Darius Milhaud, que Germaine a connu au conservatoire, Arthur Honegger, Francis Poulenc, François Auric et Louis Durey formeront le groupe des six en référence au groupe des cinq (Borodine, Cui, Balakirev,Moussorgski et Rimski-Korsakov). Le fruit le plus remarquable de cette période est le ballet. “Les mariés de la tour Eiffel”, sur un livret de J.Cocteau, qui sera joué au théâtre des Champs Elysées en 1921.
Ils jouent dans des ateliers de peintres comme Modigliani et Picasso, notamment « les jeux de plein air » composés par Germaine pour deux pianos et qui seront salués par Erik Satie lui-même ! Ces collaborations artistiques et la reconnaissance de ces musiciens confirmés vont conforter Germaine dans sa vocation et bien qu’elle n’en ait jamais douté, l’assurer de son choix pour la musique et lui permettre de s’affirmer en tant que compositrice.
Sa carrière, ses oeuvres
Germaine Tailleferre va vivre jusqu’à 91 ans et sera une compositrice prolifique.
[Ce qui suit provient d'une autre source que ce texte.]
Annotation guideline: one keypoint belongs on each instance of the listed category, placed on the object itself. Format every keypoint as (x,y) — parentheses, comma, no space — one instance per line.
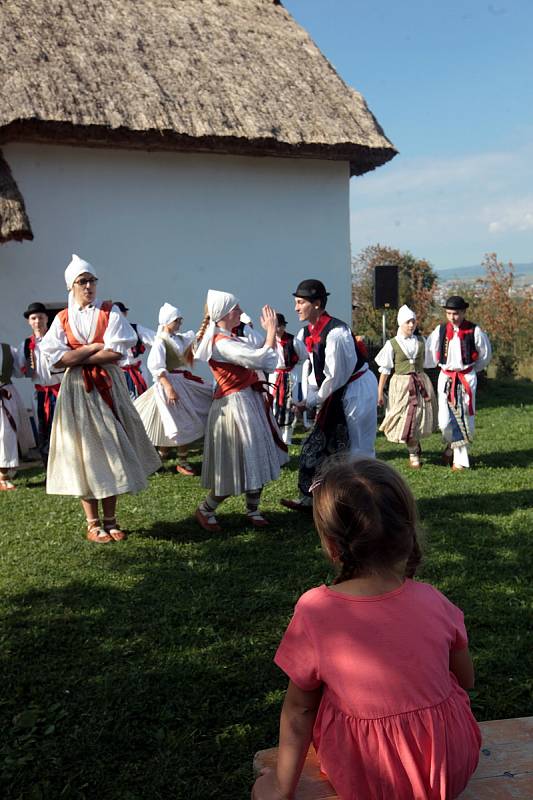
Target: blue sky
(451,83)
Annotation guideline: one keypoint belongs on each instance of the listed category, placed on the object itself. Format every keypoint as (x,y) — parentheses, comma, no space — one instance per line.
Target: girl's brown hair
(366,518)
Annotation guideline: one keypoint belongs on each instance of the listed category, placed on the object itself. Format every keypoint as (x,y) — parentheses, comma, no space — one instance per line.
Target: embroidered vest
(6,367)
(173,360)
(138,348)
(469,352)
(319,350)
(101,325)
(230,378)
(290,356)
(402,364)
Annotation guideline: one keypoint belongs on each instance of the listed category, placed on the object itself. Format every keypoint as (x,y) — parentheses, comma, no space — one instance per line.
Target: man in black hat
(291,352)
(341,388)
(131,366)
(33,365)
(461,349)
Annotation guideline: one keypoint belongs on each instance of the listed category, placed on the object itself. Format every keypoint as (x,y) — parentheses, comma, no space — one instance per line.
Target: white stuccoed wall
(168,226)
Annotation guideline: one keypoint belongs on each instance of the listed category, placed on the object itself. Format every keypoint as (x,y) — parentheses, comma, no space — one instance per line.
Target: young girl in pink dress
(378,663)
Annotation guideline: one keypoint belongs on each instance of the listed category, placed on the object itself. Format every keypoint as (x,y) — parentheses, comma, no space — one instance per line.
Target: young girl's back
(378,663)
(393,721)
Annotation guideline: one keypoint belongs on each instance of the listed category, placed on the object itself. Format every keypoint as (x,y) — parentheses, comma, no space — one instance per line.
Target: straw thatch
(14,223)
(227,76)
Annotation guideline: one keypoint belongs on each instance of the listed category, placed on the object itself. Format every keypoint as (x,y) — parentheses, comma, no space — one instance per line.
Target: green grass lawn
(143,669)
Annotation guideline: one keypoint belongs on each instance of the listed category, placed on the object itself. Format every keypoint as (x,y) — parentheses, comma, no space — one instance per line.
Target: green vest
(6,367)
(173,360)
(402,365)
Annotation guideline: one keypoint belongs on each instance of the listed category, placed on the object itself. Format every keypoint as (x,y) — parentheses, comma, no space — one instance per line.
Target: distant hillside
(523,273)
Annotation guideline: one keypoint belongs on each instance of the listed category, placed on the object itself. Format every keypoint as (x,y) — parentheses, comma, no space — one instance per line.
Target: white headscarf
(167,314)
(75,268)
(404,315)
(218,305)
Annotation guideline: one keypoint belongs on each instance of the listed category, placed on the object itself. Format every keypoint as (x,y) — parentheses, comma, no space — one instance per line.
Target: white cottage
(177,146)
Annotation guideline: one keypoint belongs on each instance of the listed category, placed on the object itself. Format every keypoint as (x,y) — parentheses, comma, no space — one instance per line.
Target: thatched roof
(14,223)
(226,76)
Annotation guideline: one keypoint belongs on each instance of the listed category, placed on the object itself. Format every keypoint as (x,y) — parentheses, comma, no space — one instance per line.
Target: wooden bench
(505,770)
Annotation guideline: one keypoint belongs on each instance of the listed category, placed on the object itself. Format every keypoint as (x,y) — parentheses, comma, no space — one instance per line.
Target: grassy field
(143,669)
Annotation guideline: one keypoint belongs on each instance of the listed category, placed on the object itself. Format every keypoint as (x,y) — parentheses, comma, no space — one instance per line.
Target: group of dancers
(101,431)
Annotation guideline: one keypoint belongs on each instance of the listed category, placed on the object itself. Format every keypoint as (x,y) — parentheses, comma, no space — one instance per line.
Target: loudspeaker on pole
(386,286)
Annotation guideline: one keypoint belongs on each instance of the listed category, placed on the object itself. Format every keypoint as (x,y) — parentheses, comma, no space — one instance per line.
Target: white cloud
(449,210)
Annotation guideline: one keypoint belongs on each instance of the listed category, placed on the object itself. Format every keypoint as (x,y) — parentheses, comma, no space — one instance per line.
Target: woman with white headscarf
(174,410)
(412,407)
(98,446)
(243,449)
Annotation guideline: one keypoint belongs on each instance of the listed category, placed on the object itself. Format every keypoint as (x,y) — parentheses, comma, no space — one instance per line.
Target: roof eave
(361,158)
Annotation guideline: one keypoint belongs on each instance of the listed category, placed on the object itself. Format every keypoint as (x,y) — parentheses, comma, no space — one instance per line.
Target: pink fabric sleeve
(296,654)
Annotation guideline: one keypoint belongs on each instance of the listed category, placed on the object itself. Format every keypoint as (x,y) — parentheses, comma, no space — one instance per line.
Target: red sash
(454,375)
(233,378)
(94,376)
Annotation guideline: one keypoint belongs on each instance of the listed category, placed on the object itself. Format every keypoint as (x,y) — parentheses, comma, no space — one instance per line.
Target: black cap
(35,308)
(456,303)
(311,289)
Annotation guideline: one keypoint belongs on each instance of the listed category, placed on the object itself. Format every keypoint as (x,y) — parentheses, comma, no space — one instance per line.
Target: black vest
(319,350)
(469,352)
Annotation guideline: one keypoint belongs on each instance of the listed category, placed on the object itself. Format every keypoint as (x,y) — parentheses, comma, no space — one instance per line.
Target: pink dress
(393,722)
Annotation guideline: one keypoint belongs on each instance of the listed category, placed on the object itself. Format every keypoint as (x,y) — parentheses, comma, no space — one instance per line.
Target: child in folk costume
(461,349)
(34,366)
(291,352)
(132,363)
(15,429)
(174,410)
(243,449)
(98,448)
(378,663)
(412,406)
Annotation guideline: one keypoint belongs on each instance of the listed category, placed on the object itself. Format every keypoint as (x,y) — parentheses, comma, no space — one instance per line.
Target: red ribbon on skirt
(48,391)
(134,371)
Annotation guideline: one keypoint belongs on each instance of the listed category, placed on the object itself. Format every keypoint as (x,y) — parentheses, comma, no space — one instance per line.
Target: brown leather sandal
(111,528)
(95,533)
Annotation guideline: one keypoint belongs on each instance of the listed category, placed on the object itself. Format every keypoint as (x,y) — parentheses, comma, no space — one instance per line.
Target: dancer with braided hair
(378,663)
(243,448)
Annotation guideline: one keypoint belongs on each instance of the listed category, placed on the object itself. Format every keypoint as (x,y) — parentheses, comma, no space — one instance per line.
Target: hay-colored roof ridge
(235,76)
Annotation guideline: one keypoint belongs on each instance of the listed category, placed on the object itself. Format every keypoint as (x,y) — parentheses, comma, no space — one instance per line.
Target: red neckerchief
(315,331)
(464,328)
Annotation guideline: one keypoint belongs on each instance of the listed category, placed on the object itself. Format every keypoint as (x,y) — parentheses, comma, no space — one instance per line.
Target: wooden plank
(505,770)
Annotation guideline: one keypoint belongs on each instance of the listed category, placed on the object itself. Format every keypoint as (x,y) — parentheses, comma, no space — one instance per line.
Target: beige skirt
(93,453)
(240,453)
(425,419)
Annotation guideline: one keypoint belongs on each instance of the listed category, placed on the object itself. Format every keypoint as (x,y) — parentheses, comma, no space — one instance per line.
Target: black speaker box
(386,286)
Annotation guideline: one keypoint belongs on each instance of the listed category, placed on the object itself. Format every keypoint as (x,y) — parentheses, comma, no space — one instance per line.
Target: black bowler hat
(35,308)
(311,289)
(456,303)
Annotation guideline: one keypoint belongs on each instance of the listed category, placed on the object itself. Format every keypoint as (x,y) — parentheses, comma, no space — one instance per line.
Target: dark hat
(455,303)
(311,289)
(35,308)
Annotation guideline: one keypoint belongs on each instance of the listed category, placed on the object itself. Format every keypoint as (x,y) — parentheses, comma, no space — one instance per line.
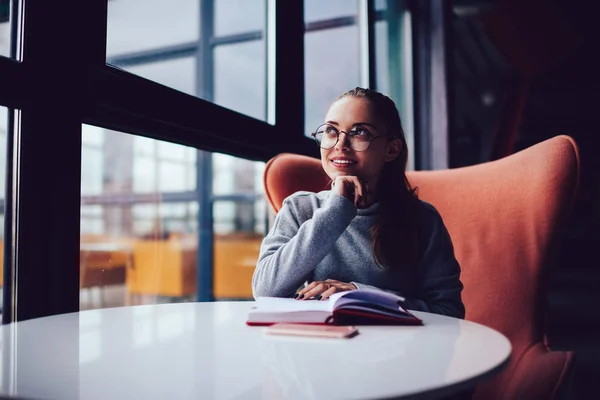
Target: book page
(374,297)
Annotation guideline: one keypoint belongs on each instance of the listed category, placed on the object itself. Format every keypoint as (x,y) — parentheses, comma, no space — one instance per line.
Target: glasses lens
(326,136)
(359,142)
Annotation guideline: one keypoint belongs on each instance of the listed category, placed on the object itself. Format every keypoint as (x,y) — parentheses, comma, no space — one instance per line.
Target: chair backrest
(503,217)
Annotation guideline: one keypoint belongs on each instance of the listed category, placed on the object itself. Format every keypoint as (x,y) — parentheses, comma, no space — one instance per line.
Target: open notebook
(354,307)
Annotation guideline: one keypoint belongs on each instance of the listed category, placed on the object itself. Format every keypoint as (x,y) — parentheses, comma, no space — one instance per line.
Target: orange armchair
(504,218)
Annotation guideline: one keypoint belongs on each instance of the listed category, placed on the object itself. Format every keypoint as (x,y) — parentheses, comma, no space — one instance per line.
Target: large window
(146,149)
(163,41)
(331,56)
(3,137)
(5,27)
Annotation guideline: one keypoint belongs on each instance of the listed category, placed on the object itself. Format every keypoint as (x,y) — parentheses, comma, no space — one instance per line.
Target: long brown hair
(394,234)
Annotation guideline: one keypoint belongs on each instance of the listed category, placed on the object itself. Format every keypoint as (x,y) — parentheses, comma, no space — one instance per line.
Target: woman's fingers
(302,293)
(316,290)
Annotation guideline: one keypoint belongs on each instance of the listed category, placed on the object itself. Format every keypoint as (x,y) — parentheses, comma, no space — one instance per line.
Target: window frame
(48,91)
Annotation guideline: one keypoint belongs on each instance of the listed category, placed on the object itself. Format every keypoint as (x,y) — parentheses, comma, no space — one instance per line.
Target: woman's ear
(393,150)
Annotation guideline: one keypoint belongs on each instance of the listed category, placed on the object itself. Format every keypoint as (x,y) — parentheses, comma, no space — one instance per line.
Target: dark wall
(552,46)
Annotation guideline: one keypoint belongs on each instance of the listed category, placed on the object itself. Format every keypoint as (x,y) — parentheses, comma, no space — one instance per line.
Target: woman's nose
(343,142)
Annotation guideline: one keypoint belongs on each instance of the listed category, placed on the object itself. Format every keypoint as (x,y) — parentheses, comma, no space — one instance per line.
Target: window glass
(393,60)
(159,40)
(3,137)
(239,16)
(316,10)
(240,79)
(5,31)
(332,67)
(138,25)
(139,221)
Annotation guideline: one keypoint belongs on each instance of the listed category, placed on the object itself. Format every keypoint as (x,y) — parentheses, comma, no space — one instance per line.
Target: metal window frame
(82,88)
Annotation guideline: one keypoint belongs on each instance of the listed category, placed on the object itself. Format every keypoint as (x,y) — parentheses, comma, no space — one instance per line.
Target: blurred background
(509,74)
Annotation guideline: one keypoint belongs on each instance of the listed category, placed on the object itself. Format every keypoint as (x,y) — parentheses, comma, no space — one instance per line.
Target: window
(139,221)
(5,29)
(162,41)
(3,137)
(393,60)
(331,56)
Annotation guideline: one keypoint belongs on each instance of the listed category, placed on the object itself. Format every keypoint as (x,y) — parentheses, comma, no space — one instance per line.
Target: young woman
(370,231)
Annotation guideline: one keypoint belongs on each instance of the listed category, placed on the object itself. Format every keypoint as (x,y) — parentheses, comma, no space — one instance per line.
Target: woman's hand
(352,188)
(323,289)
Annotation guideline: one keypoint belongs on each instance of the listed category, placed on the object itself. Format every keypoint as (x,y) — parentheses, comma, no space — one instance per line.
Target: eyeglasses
(327,136)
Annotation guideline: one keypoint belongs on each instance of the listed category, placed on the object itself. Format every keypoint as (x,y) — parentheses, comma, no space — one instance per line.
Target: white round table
(206,351)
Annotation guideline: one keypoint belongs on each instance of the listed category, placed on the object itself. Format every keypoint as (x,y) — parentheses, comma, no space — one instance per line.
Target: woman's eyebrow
(365,123)
(354,124)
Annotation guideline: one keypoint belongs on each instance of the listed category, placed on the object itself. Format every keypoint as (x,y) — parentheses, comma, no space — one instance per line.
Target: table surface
(205,350)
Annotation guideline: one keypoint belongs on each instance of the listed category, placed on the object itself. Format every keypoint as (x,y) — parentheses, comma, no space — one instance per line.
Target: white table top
(205,350)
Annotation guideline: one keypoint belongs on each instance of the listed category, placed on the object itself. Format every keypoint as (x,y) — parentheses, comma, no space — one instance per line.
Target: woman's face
(355,115)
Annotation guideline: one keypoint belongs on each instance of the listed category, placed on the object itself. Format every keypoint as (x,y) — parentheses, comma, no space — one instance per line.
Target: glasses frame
(369,134)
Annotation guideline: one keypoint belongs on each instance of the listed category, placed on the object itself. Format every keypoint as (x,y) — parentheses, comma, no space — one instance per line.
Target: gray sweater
(319,236)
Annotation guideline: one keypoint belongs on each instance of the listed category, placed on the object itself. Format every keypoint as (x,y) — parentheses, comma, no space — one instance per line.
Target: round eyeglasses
(327,136)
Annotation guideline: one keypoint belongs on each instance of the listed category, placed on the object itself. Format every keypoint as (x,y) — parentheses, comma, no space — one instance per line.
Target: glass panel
(5,28)
(239,16)
(393,59)
(138,25)
(139,221)
(178,73)
(159,40)
(3,137)
(316,10)
(240,79)
(332,67)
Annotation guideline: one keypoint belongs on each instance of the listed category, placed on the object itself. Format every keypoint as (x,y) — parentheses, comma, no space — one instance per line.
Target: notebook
(353,307)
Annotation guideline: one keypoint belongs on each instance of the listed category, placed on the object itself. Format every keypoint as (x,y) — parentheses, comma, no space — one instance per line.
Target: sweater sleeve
(293,249)
(438,276)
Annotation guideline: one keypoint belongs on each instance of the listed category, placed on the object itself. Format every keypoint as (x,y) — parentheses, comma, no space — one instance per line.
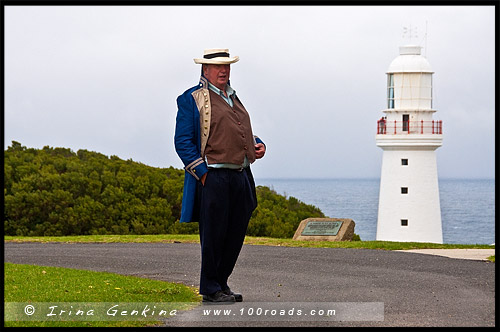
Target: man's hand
(260,150)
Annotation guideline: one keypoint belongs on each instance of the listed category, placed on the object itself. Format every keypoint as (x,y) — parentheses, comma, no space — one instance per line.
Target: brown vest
(231,136)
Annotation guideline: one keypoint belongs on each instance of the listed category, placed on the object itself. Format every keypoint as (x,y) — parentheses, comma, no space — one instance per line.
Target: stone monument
(325,229)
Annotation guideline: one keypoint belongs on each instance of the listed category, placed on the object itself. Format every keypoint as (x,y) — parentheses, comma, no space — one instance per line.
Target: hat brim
(217,61)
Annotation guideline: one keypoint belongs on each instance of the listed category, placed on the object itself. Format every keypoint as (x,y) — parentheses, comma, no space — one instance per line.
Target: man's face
(218,75)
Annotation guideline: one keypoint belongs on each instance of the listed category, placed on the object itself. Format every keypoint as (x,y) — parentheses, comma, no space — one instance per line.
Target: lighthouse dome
(410,61)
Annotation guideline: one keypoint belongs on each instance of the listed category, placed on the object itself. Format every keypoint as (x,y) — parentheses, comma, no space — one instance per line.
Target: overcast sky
(313,79)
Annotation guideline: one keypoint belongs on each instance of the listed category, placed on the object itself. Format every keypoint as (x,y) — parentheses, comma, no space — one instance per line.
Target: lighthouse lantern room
(409,208)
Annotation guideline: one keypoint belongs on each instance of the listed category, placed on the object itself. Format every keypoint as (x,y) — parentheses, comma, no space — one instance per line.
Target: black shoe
(237,297)
(219,296)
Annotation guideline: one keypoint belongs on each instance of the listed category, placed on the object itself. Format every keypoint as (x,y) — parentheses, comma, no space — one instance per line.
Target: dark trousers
(227,201)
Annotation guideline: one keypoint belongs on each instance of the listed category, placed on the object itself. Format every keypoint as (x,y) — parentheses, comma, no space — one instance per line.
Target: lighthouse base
(409,208)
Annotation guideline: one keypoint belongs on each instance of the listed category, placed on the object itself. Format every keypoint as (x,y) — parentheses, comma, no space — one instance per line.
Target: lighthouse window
(390,91)
(406,122)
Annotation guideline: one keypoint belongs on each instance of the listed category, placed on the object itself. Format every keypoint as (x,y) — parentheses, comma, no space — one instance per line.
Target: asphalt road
(414,289)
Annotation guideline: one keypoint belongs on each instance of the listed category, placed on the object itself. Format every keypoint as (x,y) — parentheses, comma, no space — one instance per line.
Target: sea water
(467,205)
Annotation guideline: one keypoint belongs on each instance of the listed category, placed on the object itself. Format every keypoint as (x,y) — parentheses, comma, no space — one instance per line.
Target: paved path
(415,289)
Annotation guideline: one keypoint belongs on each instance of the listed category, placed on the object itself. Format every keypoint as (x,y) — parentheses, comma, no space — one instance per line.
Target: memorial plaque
(322,228)
(325,229)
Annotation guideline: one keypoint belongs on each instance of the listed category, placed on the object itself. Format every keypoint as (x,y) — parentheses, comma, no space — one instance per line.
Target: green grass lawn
(34,284)
(194,238)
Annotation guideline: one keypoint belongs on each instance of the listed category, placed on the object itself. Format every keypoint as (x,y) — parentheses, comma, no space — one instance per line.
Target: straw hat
(216,56)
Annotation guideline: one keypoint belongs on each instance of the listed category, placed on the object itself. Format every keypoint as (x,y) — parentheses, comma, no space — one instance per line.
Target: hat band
(216,55)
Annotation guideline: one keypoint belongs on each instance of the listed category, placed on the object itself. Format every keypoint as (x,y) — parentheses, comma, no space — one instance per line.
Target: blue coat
(191,134)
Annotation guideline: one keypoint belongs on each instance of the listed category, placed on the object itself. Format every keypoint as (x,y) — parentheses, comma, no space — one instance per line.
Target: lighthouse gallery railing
(409,127)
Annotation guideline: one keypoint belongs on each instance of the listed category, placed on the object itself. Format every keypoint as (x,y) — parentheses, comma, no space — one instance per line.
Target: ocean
(467,205)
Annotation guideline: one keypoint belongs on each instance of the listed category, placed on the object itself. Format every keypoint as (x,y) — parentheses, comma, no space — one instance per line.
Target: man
(214,139)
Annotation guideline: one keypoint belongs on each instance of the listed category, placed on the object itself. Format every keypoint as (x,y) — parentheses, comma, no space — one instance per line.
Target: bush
(57,192)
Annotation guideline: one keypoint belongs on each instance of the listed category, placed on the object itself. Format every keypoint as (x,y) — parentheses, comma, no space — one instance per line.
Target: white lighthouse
(409,209)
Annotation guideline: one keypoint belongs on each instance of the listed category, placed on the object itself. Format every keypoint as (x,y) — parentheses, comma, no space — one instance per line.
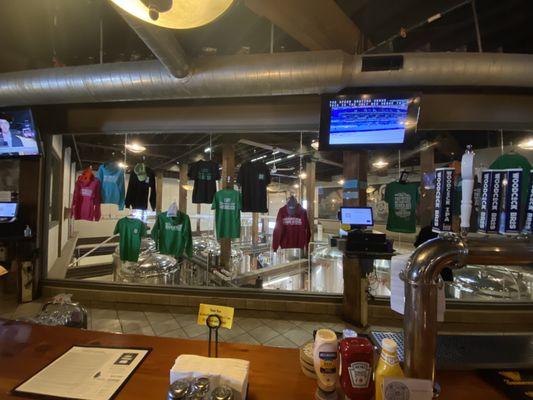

Bien que toutes ses œuvres n’aient pu être jouées ou produites, elle ne cessera jamais de composer : ballets, comédies musicales, musiques de film, musique de chambre, etc.Beaucoup de ses livrets et partitions ont été perdus, hélas.
Jean Cocteau disait d’elle qu’elle était “la Marie Laurencin des oreilles”. Elle-même, modeste, qualifiait sa musique de “légère”. Nous vous laissons en juger, si vous voulez bien prendre le temps d’une écoute : https://youtu.be/7mkkJSNbl8k et peut-être d’une deuxième https://youtu.be/LKGNF3G7FZ8.
Bien qu’ayant été mariée deux fois, avec des hommes qui ne voyaient pas d’un bon œil son métier de compositrice, elle sera obligée de donner des cours tout au long de sa vie, notamment à la Schola Cantorum et à l’école alsacienne en tant qu’accompagnatrice. Elle écrit une de ses dernières œuvres à l’âge de 89 ans, une commande pour le ministère de la Culture, le Concerto de la Fidélité.
Les femmes compositrices
Clémence de Grandval, Lili Boulanger, Mel Bonis ou encore Ethel Smyth et bien d’autres, sont autant de compositrices émérites dont vous ne verrez pas les noms écrits aux portes des salles de conservatoire. Avez-vous déjà même entendu une de leurs œuvres ?
Une femme cependant, Héloise Luzzati, s’est donné pour mission de remettre ses compositrices à la place qui leur revient et de faire connaitre leurs créations en les jouant et en les diffusant. H.Luzzati a même créé à cette fin un festival : “Un temps pour elles” au Château Rosa Bonheur à Thomery ( 77 ).
Saluons cette délicate initiative, en espérant comme le dit si bien Héloïse qu’un jour viendra où il sera obsolète de remettre des compositrices comme Germaine Tailleferre à l’honneur.